Anything Goes is a 74-minute studio recording of a historically informed version of Cole Porter's musical, starring Kim Criswell, Jack Gilford, Cris Groenendaal and Frederica von Stade, performed with the Ambrosian Chorus and the London Symphony Orchestra under the direction of John McGlinn.
Several of the show's original orchestrations had been lost, but McGlinn was able to recreate them at least approximately by soliciting the help of Hans Spialek, who, together with Robert Russell Bennett, had composed them.
Spialek reproduced his and his colleague's work of half a century earlier as well as he was able to; the few passages that he left incomplete on his death were finished by Russell Warner and by McGlinn himself.
[1] Andrew Lamb reviewed the album on CD in Gramophone in December 1989, comparing it with recent cast recordings of stagings on Broadway[2] and in London.
They were recordings of a production (common to both CDs) in which the musical's book had been reworked and its score reorchestrated, and into which numbers from other Cole Porter shows had been inserted.

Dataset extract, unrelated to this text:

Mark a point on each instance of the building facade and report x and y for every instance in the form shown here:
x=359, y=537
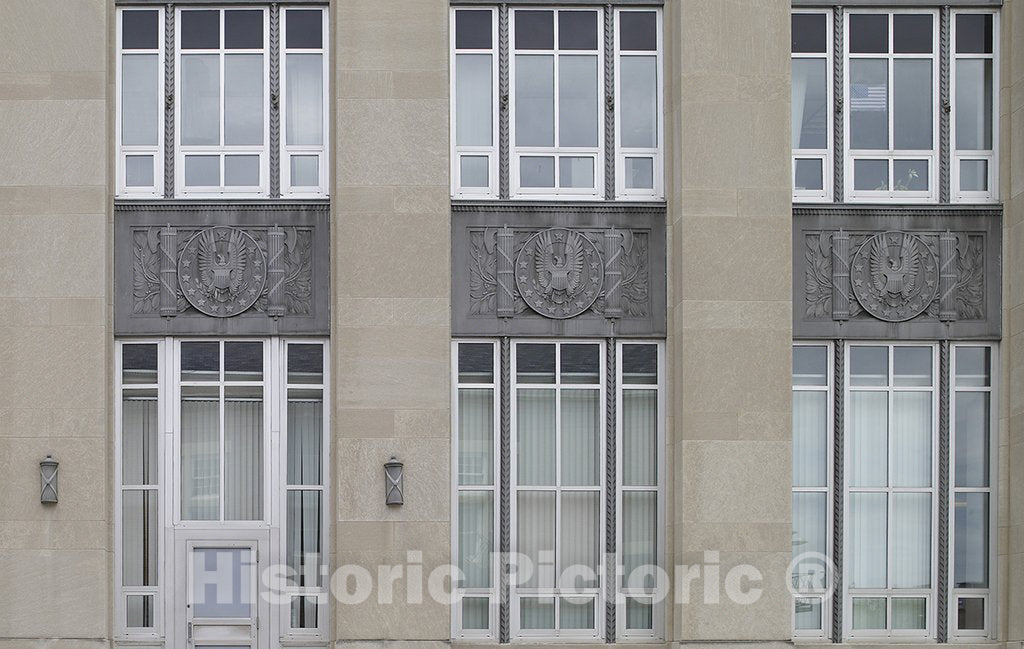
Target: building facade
x=418, y=323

As he explained in the lengthy booklet accompanying his CD, his disc was the fruit of musical archaeology in which he had dug up orchestrations from the show's birth in 1934 that had been lost for several decades.
Kim Criswell was in no way inferior to Broadway's Patti LuPone or London's Elaine Paige, and Cris Groenendaal likewise was the equal of his counterparts.
McGlinn had been "inspired", too, when he had turned to the elderly Jack Gilford for the character part of Moonface Martin (although Pinnacle's Bernard Cribbins also deserved praise for his "clearly projected" version of the role).
In sum, the RCA and Pinnacle discs were rewarding mementos of the production that they documented, and people who had last heard Porter's show in theatres in London or New York might find McGlinn's way with it initially disconcerting.
As Reno Sweeney, the musical's most important role, Kim Criswell sang with "verve and clarity, but also with tones that too often become strident and whiny".